Par plusieurs arrêts rendus en date du 30 juin 2021, dont la décision ci-dessous reproduite par extraits, la Cour de cassation rappelle les mécanismes des prescriptions encadrant le contentieux prud’homal. Les courtes durées de principe sont en effet inférieures aux prescriptions civiles de Droit commun : 1 an pour les actions portant sur la rupture du contrat de travail, 2 ans pour celles relatives à son exécution, 3 ans pour les rappels de salaire, 5 ans pour les actions indemnitaires en matière de discrimination abusive ou harcèlement etc.

Or l’origine du rappel de salaire importe peu : une demande en paiement de rémunérations dues à la suite de la requalification d’un emploi à temps partiel en temps plein, de la reclassification du poste de travail, de l’annulation d’une sanction disciplinaire etc., se prescrit par 3 ans. Et ce même si en revanche la demande de dommages-intérêts afférente à ces requalification, reclassification, ou annulation, est quant à elle prescrite par 2 ans.

Cour de cassation, Chambre sociale, 30 juin 2021 (pourvoi n° 19-10.161, publié au Bulletin)


1. Selon l’arrêt attaqué (Poitiers, 14 novembre 2018), Mme [P] a été engagée, le 1er octobre 2005, par la société Granier, aux droits de laquelle est venue la société A2 propreté, en qualité d’agent de propreté niveau AS1 à temps partiel.

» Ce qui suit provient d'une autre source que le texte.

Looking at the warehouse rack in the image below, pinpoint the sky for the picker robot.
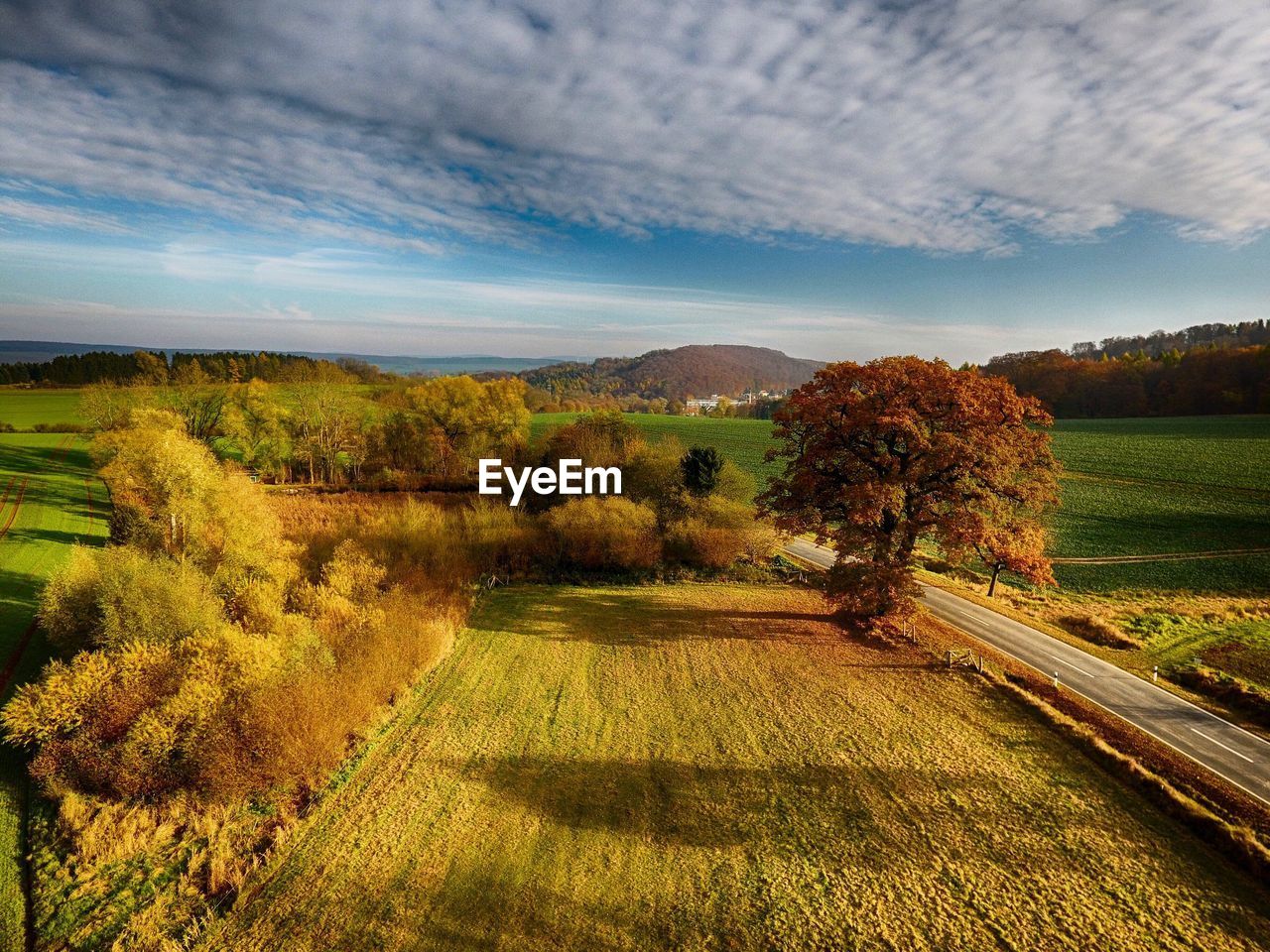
[0,0,1270,363]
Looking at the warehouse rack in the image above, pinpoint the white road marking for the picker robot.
[1192,727,1252,765]
[1051,654,1097,678]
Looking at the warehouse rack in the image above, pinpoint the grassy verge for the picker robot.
[0,434,109,948]
[205,585,1270,951]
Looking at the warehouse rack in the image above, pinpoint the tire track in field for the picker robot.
[0,432,75,540]
[0,476,31,539]
[1051,545,1270,565]
[0,434,92,697]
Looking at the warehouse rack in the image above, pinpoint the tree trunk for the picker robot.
[988,562,1001,598]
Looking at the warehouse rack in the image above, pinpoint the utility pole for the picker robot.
[988,562,1002,598]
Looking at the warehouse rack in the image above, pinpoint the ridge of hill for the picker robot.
[520,344,825,400]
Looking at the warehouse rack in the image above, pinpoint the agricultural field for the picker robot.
[531,413,777,482]
[0,387,83,430]
[202,584,1270,952]
[0,432,109,948]
[534,414,1270,594]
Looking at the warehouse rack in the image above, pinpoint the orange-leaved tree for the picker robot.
[759,357,1058,620]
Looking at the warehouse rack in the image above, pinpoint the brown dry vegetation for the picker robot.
[203,585,1270,952]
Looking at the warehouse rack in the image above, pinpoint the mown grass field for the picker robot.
[0,432,109,948]
[0,387,83,430]
[203,585,1270,952]
[534,414,1270,593]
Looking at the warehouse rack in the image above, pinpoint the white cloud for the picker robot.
[0,0,1270,254]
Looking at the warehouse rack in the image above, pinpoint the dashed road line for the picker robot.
[1190,727,1253,765]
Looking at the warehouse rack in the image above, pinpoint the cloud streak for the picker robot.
[0,0,1270,254]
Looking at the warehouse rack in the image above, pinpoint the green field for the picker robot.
[534,414,1270,593]
[0,387,83,430]
[531,414,779,482]
[0,432,109,948]
[203,585,1270,952]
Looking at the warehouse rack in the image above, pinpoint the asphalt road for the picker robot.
[786,539,1270,803]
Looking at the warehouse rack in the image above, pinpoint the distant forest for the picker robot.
[0,350,378,386]
[518,344,825,400]
[983,320,1270,417]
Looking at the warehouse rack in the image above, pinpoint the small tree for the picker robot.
[759,357,1058,620]
[680,447,724,496]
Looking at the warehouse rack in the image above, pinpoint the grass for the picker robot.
[0,436,108,948]
[534,414,1270,593]
[531,413,779,484]
[0,387,83,430]
[203,585,1270,952]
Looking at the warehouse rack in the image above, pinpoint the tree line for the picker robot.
[0,350,365,387]
[983,342,1270,417]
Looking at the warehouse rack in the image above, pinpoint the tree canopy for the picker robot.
[759,357,1058,627]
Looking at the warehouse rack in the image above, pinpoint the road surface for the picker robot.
[786,538,1270,803]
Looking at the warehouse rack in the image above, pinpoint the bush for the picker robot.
[1058,615,1142,649]
[543,496,662,571]
[1169,665,1270,727]
[666,496,776,568]
[40,545,222,653]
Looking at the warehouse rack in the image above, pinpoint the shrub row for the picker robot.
[983,672,1270,877]
[1169,665,1270,727]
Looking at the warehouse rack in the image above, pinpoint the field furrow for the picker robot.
[204,585,1270,952]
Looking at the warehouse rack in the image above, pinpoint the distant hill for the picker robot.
[520,344,825,400]
[0,340,583,376]
[983,320,1270,417]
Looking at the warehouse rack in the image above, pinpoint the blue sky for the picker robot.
[0,0,1270,362]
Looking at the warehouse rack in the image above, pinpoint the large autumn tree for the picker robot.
[759,357,1058,620]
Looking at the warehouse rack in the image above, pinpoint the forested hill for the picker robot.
[520,344,825,400]
[983,321,1270,417]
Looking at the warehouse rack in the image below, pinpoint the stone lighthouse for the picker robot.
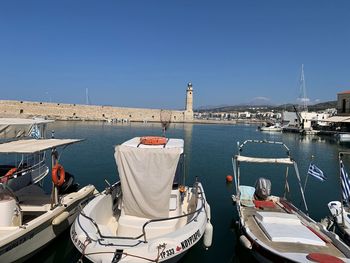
[185,82,193,121]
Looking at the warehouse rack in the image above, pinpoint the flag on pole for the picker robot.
[340,160,350,202]
[307,163,327,182]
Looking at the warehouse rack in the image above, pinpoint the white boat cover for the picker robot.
[0,139,82,154]
[115,137,183,219]
[0,118,53,139]
[236,155,293,164]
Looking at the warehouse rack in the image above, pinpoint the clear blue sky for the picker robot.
[0,0,350,109]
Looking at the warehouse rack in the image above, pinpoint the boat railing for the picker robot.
[77,185,205,247]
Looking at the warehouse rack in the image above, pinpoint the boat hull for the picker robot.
[70,184,210,262]
[0,186,95,262]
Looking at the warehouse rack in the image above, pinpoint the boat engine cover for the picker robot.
[254,177,271,200]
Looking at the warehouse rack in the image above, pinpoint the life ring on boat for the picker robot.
[52,163,66,186]
[140,136,167,145]
[179,185,186,194]
[0,167,17,183]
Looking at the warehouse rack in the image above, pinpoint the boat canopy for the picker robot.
[115,137,184,219]
[0,139,82,154]
[235,155,294,164]
[0,118,53,139]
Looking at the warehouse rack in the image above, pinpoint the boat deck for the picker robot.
[241,199,346,257]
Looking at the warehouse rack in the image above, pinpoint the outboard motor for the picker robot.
[254,177,271,200]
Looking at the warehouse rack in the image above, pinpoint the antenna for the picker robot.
[298,64,309,111]
[160,110,171,137]
[85,88,90,105]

2. La salariée a saisi la juridiction prud’homale, le 24 juin 2016, afin d’obtenir la requalification de son contrat à temps partiel en un contrat à temps plein, le bénéfice de la qualification professionnelle de chef d’équipe niveau 3, à compter de juin 2013, et la condamnation de son employeur au paiement de rappel de salaires et de prime d’expérience en découlant.

(…)
4. La salariée fait grief à l’arrêt de déclarer son action irrecevable pour l’ensemble de ses demandes au motif que l’action était prescrite et de décider que ses demandes en rappel de salaire résultant de la demande de requalification de son contrat de travail à temps plein étaient prescrites, alors « que la prescription triennale instituée par l’article L. 3245-1 du code du travail, s’applique à toute action afférente au salaire ; que la cour d’appel qui a décidé que la demande en paiement des salaires résultant de l’action en requalification du contrat de travail à temps partiel en contrat de travail à temps complet se prescrivait en 2 ans en application de l’article L. 1471-1 du code du travail, a violé par refus d’application l’article L. 3245-1 du code du travail et par fausse application l’article L. 1471-1 du même code. »

(…)
Vu l’article L. 1471-1 du code du travail, dans sa rédaction antérieure à celle issue de l’ordonnance n° 2017-1387 du 22 septembre 2017, et l’article L. 3245-1 du même code, dans sa rédaction issue de la loi n° 2013-504 du 14 juin 2013 :


8. Aux termes du premier de ces textes, toute action portant sur l’exécution du contrat de travail se prescrit par deux ans à compter du jour où celui qui l’exerce a connu ou aurait dû connaître les faits lui permettant d’exercer son droit. Selon le second, l’action en paiement ou en répétition du salaire se prescrit par trois ans à compter du jour où celui qui l’exerce a connu ou aurait dû connaître les faits lui permettant de l’exercer. La demande peut porter sur les sommes dues au titre des trois dernières années à compter de ce jour ou, lorsque le contrat de travail est rompu, sur les sommes dues au titre des trois années précédant la rupture du contrat.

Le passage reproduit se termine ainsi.